January 11, 2007

Cynical or Delusional?

From Paul Krugman in the NYT:
The only real question about the planned “surge” in Iraq — which is better described as a Vietnam-style escalation — is whether its proponents are cynical or delusional.

Senator Joseph Biden, chairman of the Senate Foreign Relations Committee, thinks they’re cynical. He recently told The Washington Post that administration officials are simply running out the clock, so that the next president will be “the guy landing helicopters inside the Green Zone, taking people off the roof.”

Daniel Kahneman, who won the Nobel Memorial Prize in Economic Science for his research on irrationality in decision-making, thinks they’re delusional.

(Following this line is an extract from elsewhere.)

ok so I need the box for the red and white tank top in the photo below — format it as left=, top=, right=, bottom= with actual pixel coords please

Mr. Kahneman and Jonathan Renshon recently argued in Foreign Policy magazine that the administration’s unwillingness to face reality in Iraq reflects a basic human aversion to cutting one’s losses — the same instinct that makes gamblers stay at the table, hoping to break even.

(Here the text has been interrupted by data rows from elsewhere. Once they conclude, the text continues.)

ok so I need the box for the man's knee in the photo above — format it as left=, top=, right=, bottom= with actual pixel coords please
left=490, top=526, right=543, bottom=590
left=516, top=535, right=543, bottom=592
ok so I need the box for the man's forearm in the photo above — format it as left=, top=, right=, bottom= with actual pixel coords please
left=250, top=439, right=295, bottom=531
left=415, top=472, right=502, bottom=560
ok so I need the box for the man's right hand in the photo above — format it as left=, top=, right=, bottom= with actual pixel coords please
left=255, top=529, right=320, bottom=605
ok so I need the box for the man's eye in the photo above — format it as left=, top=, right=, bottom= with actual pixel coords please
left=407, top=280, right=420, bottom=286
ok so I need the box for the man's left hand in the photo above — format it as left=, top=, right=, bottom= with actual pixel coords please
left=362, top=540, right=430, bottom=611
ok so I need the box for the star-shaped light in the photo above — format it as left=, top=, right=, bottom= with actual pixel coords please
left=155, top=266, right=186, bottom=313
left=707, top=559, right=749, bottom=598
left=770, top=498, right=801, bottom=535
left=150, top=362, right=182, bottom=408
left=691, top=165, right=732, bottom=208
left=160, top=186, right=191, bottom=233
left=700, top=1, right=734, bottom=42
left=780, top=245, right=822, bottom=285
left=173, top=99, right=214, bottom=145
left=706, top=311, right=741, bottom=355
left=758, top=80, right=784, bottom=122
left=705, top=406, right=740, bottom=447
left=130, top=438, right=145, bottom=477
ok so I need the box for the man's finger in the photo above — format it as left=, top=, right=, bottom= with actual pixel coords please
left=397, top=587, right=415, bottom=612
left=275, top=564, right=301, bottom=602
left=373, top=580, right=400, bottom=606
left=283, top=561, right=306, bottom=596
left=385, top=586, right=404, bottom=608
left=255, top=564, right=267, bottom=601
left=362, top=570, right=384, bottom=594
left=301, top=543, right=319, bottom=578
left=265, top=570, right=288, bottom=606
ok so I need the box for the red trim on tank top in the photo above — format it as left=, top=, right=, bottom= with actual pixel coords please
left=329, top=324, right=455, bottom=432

Of course, such gambling is easier when the lives at stake are those of other people’s children.
So, which is it? Cynically running out the clock until he can dump the unimaginable disaster in someone else's lap, or is Bush delusional, with a congenital inability to admit utter failure?

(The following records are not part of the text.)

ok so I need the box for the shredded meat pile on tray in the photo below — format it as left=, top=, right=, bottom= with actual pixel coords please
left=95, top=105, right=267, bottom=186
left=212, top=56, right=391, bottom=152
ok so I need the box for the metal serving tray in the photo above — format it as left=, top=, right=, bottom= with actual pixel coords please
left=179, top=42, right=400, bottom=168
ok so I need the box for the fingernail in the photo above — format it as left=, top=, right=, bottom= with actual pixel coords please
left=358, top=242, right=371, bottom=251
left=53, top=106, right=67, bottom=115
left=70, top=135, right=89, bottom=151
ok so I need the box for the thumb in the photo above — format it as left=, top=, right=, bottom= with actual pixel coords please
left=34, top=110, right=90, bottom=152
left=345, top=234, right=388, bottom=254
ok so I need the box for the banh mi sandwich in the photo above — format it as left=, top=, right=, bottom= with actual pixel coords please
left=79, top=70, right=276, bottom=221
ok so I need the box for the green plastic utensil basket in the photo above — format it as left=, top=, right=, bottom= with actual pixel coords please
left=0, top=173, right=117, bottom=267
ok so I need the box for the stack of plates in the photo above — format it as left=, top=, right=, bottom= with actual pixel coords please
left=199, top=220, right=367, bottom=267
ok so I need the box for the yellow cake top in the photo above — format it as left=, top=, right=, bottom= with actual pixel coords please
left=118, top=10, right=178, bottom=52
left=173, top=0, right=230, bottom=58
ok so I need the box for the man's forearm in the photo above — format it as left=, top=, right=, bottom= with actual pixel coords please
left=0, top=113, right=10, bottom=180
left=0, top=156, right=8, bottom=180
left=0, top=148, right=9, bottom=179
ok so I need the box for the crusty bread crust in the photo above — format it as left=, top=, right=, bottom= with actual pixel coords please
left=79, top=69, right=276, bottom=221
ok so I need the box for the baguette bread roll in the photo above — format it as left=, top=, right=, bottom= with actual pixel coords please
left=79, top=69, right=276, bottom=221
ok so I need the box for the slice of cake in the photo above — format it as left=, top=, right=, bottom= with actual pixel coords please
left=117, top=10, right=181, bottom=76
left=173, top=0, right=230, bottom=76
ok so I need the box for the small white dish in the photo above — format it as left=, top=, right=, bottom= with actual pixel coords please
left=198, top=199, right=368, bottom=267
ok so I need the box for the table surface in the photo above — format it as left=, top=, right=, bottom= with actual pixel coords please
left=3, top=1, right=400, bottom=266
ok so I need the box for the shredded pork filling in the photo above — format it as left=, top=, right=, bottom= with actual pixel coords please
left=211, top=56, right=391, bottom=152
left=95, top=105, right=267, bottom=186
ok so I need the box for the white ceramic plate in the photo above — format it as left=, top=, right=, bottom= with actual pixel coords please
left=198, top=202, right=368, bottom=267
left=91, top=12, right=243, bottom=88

Or, as is likely, is it a little of both?

And which is worse?

1 Comments:

At 1/12/2007 9:27 AM, Anonymous Anonymous said...

I'm hoping it's cynicism. That way, I can hold on to the belief that he at least secretly admits this thing has been a complete debacle.

I was surprised when he mentioned Iran and Syria in his speech on Wednesday, but I don't see the comments as direct imminent threats to those nations (maybe I'm too optimistic). However, if irrationality is really driving his decision making, then folks like Mr. Olbermann could be right in sounding the alarm bells about possible attacks on Iran/Syria. That, to me, makes irrationality the worse scenario.